I agree it's a strange choice to make.

And btw it’s not just yourself living without electricity the OP is asking his wife to do the same thing so what if she needs medical help during the night and they’ve no means if Communication?
Maybe they have an old-fashioned landline phone. Or maybe they're willing to take that very minor (assuming they're healthy) risk.
 
Without wanting to sound like some sad old hovis is advert, ee ba gum, I was brought up with my three sisters and my mother in a room and kitchen in the Gorbals with an outside toilet shared with another family and no hot water ie a slum circa 1960-65 why anyone would want to go back to that kind of living is frankly beyond me, especially for £3 a week.
 
Without wanting to sound like some sad old hovis is advert, ee ba gum, I was brought up with my three sisters and my mother in a room and kitchen in the Gorbals with an outside toilet shared with another family and no hot water ie a slum circa 1960-65 why anyone would want to go back to that kind of living is frankly beyond me, especially for £3 a week.
We both agree it would be insane. You insist it would also be impossible, which is where I think you're wrong.
 
If you belong that tiny minority, then obviously cutting the electricity supply is not going to end well.
I'm not in that situation, but am able to consider others.

Is it a tiny minority? I don't believe so, unless roughly 100k counts as such.
 
I'm not in that situation, but am able to consider others.

Is it a tiny minority? I don't believe so, unless roughly 100k counts as such.
100k out of 70 million is tiny. Either way, it's a reasonable assumption that anyone contemplating cutting electricity isn't reliant on medical equipment for survival.
 
You may have been asleep for a few decades. The NHS has repeatedly been 'resurctured' in recent decades. Its is now riddled with outsourcings, trusts, non-NHS workers, etc. It is also forced to 'borrow to meet its (impossible) targets' etc and the Government then treat that as a *credit* for Government as a 'loan'. My better half served on one of the statutory bodies that oversee it, and saw a lot of this. Much of it is carefully hidden from the public by sticking an 'NHS' badge on top.

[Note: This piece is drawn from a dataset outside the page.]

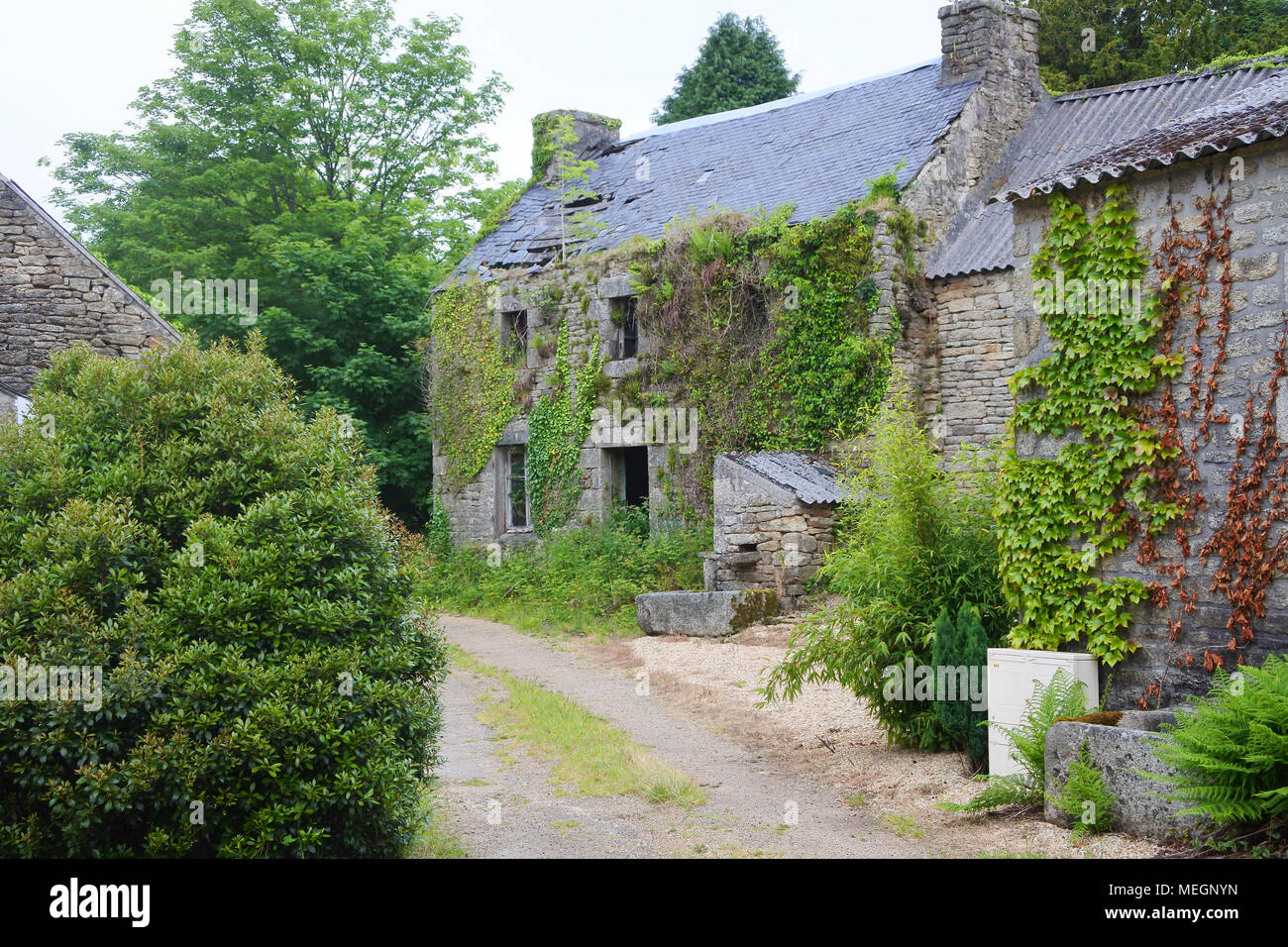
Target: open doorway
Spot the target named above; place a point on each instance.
(629, 468)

Yup. @Richard Lines , You should take a look at the short films from Public Matters. Some good explainers about the level of re-organisation and disruption experienced by the NHS. Almost from it's inception, it was being undermined by those who wanted a slice of the action.

BTW, Scotland is not immune, we also have invidious and hidden privatisation of our NHS.

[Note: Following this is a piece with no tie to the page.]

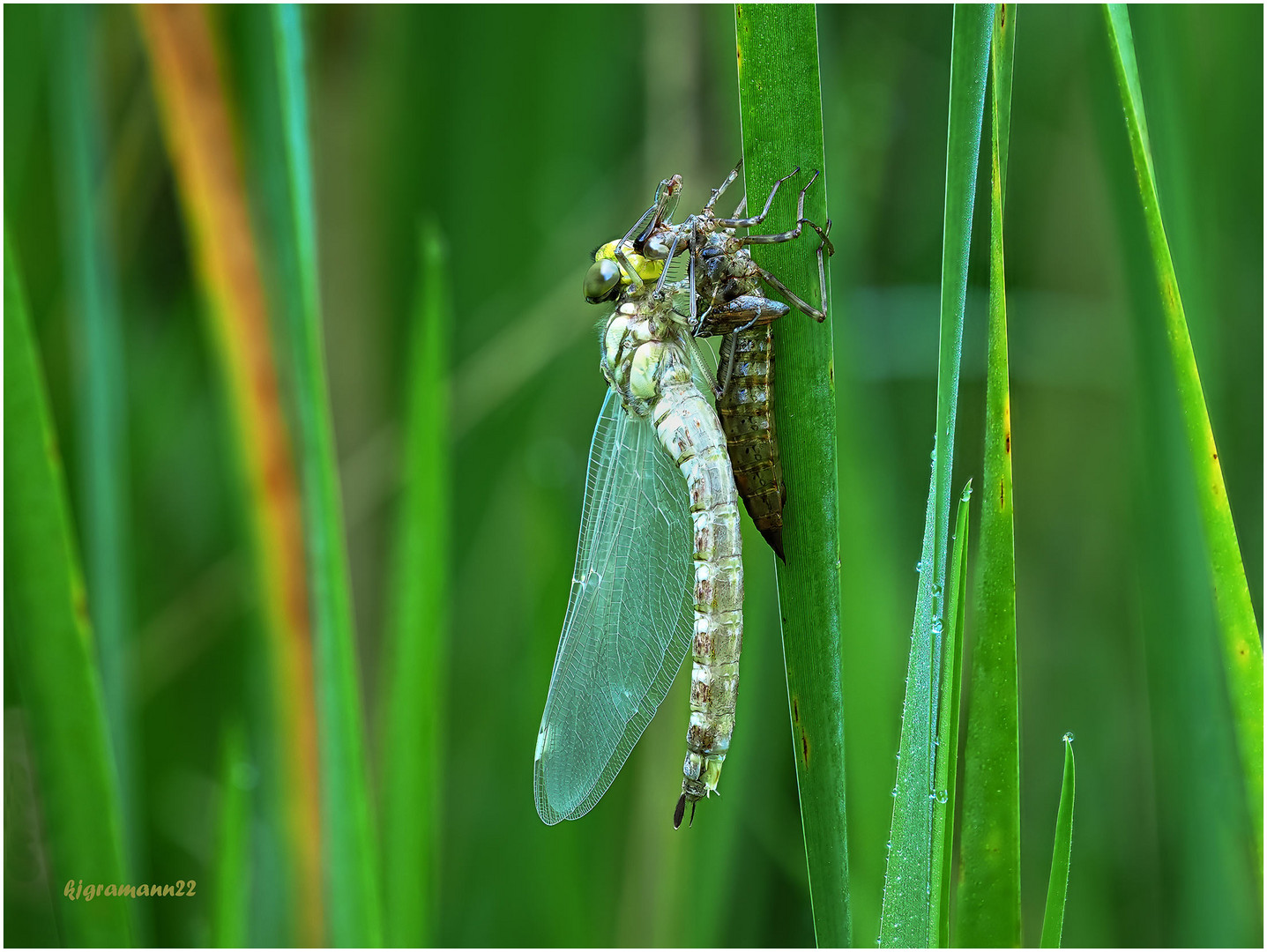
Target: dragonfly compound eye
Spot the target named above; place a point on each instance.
(602, 281)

EDIT: Apologies Richard, I missed your later explainer about re-structuring. The films are still worth watching though.

 
Jim - I should express myself more clearly. I'm suggesting that it needs restructuring in a way that benefits the UK population rather then the efforts to date.

Regards

Richard

After doing some reading & research, it seems that there was not much wrong with the NHS model as originally envisaged. It is far more efficient than any privatised health care model (some experts say by a factor of 300%).
Governments can fully fund anything they choose and our health is our most important asset and resource. The NHS's problems are mostly visited upon it by deliberate, idealogical underfunding and attempts to turn it into a market place. It's the marketised parts of the NHS that continually fail and yet ideology and greed mean that accelerated privatisation is on the cards.
 
100k out of 70 million is tiny. Either way, it's a reasonable assumption that anyone contemplating cutting electricity isn't reliant on medical equipment for survival.
An amount of people similar to population of a town is tiny? Hmm.

Few, if any, will be contemplating it. Many reliant on electricity face having to cope with rolling blackouts, hence "no part of human physiology is dependent on electricity" is incorrect.
 
Funny how this "global energy crisis" is having a larger impact here than some of our European neighbours. Obviously big bad Putin hasn't turned off their taps yet.

 
Ever decreasing circles.
The context was someone (ONE person) up-thread pondering whether he might save some money by asking to have is electricity supply cut off, to which someone else responded that he couldn't possibly survive without electricity. That's got nothing to do with life-sustaining medical equipment or rolling blackouts.